Figure. 1.24. Accretionary Orogen in southern Appalachians (ca. Ord)
61
CHAPTER TWO
KILOMETERS SCALE STRONTIUM ISOTOPIC HOMOGENIZATION DURING
METAMORPHISM: A CASE STUDY IN THE TRES PEIDRAS GRANITE, NEW MEXICO
2.1 Introduction
More than a half century ago Compston and Jeffery (1959) made a major advance in the budding
science of geochronology when they showed that the common discordance between whole-rock
and mineral Rb-Sr dates of "granite-like" bodies were artifacts of the use of an initial strontium
isotopic composition in the calculation of dates. They revealed that, on the scale of a whole-rock
sample, a redistribution of Sr between minerals can occur during metamorphism, so that the whole
rock and minerals become homogenized to a common 87Sr/86Sr ratio. Furthermore it was indicated
that minerals and whole-rock yielded concordant dates for the time of metamorphism, when this
rehomogenized ratio was used as the common strontium in age calculations. Shortly after that
Nicolaysen (1961) of the Bernard Price Institute introduced a graphical solution to such systems.

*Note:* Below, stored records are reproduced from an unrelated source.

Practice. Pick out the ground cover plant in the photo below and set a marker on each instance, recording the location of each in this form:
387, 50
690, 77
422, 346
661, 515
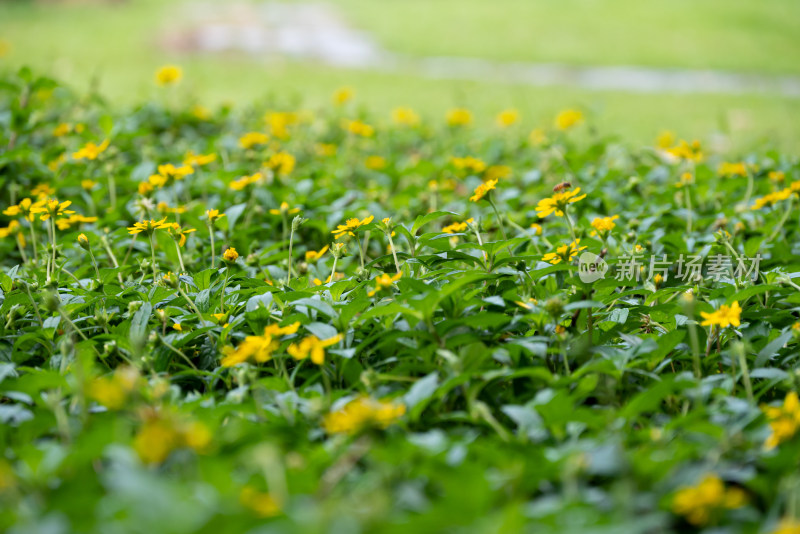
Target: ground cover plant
278, 319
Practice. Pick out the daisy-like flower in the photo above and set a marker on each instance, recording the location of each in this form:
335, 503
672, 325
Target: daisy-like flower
405, 116
259, 348
565, 253
558, 203
52, 208
148, 227
350, 226
313, 347
507, 117
313, 255
23, 209
198, 160
213, 215
459, 117
603, 225
168, 75
482, 190
90, 151
723, 317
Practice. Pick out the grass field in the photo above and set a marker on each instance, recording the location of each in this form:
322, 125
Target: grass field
117, 45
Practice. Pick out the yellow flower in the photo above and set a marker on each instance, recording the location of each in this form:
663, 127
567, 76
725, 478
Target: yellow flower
729, 170
784, 421
24, 208
112, 392
362, 413
343, 95
312, 255
171, 171
260, 348
568, 118
213, 215
469, 163
686, 151
686, 180
197, 160
565, 253
91, 151
168, 75
723, 317
665, 139
604, 224
284, 209
772, 198
230, 254
148, 227
482, 190
459, 117
537, 137
558, 203
405, 116
42, 191
51, 208
357, 127
251, 139
350, 225
244, 181
261, 503
507, 117
375, 163
312, 346
384, 281
777, 176
282, 163
698, 503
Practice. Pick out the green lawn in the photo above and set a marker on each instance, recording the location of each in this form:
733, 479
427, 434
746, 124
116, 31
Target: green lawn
116, 47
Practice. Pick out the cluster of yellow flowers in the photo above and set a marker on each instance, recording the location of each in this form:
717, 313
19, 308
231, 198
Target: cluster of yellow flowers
783, 420
259, 348
363, 413
565, 253
723, 317
698, 503
777, 196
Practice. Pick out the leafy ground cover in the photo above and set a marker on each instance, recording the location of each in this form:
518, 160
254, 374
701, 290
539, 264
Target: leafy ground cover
278, 319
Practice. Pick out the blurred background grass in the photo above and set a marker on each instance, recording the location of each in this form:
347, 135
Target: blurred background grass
117, 46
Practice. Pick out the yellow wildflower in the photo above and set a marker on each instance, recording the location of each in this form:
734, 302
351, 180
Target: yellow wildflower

Making use of the BPI plot (now referred to as isochron diagram), Nicolaysen demonstrated that
different granite-gneiss whole-rocks of the Baltimore Dome had remained closed systems during
metamorphism while there had been redistribution of Sr isotopes between the minerals of
individual rocks. Multiple whole rock samples yielded isochron ages that provided the time of
initial crystallization of the granite, while individual whole rocks and their respective minerals
yielded isochrons that date the time of metamorphic rehomogenization of strontium. The scale of
this strontium isotopic exchange was that of a whole-rock (decimeters).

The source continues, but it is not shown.